How do I change minor chord notation scorewide?
Currently if I enter a minor chord as 'Em' it is displayed that way. If I enter 'Emi', it is displayed that way. So is 'E-'. I can have all flavours of minor notation in one score.
How can I convert all minor chords in a score to one consistent flavour of notation? If it's not supported, I will repost it as a feature request. An example use case is when I'm giving a score to a friend who's used to a different notation than me, or receiving a score from such friend.
Same thing with major (seventh) chords: 'ma7' vs Δ vs Δ7, or ø vs m7b5 for half-diminished, etc.
Comments
You can force a score to have all the same ntosations for any given chord ymbol by creating your own custom chord symbol style file. See chords_std.xml and chords_jazz.xml in the Styles folder within your MuseScore installation, make a copy of whichever you like in your own Styles folder, then edit it to list the spellings you wish to standardize upon. Select this file for your score in Style / General / Chord Symbols and any chord symbols you type will automatically be converted to the matching chord symbol from your list.
It is not possible to convert existing chords in this manner, however. It is definitely something to consider for someday.
In reply to You can force a score to have by Marc Sabatella
Just curious if this is still a wish-list item (retroactive chord symbol conversion).

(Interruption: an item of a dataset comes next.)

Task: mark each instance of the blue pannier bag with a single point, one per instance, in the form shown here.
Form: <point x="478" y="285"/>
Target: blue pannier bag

I don't see it as a feature in the handbook's Chord Symbols topic. I imagine one could do some regex's on an uncompressed file if it was something that was important enough.
Thanks,--n
In reply to Just curious if this is… by N_Bardot
There is no active work on this. In principle it wouldn't be hard to create a tool to do this, it just hasn't seemed high enough priority (automating stacking of extensions, and providing other customizations over rendering, seems more generally useful to me; those are things that I'd love to see in 3.0 and may work on if I get the chance).
Meanwhile, indeed, saving as MSCX then doing search/replace using a text editor (or your favorite regexp tool if you're so inclined) should work fine.